Lamentablemente entre la tripulación del falucho también hubo heridos, el de mayor consideración el teniente de carabineros, comandante del falucho Manuel José Domínguez, así como el contramaestre y dos marineros del barco.
Es una lástima que la nota oficial de la que se ha sacado esta información no fuera más explícita y describiera mejor lo que designa como frascos de fuego, que indudablemente se refiere a lo que hoy conocemos como cóctel incendiario molotov y no diga qué sustancia inflamable contenía, pues en aquella época no podía ser gasolina, que es la más usada actualmente, pero que podría ser alcohol, pez u otra sustancia similar.

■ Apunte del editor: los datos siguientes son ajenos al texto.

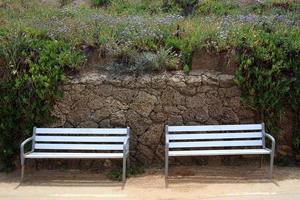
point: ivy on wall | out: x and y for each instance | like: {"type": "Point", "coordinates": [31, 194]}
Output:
{"type": "Point", "coordinates": [269, 73]}
{"type": "Point", "coordinates": [35, 66]}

No es ningún honor, ya lo decía al principio del artículo, haber sido el primero en usar tan detestable arma incendiaria, pero al César lo que es del César y si siempre hemos estado sumidos en el error de creer que ese invento era ruso y como además, esa procedencia venía muy bien a los fines que durante la llamada Guerra Fría la URSS se proponía, llegamos a ver cómo el invento se engrandecía en manos de los izquierdistas radicales que financiado por el partido surgían por todas partes.

Pero no había sido así, molotov no era el nombre que le correspondía a tan flamígero artefacto y a falta de otros apellidos españoles que ilustren las listas de sabios que en el mundo ha habido, Domínguez sería el nombre adecuado para el tan repetido cóctel. Claro que “cóctel Domínguez” nunca va a tener la sonoridad ni las connotaciones revolucionarias que tiene Molotov.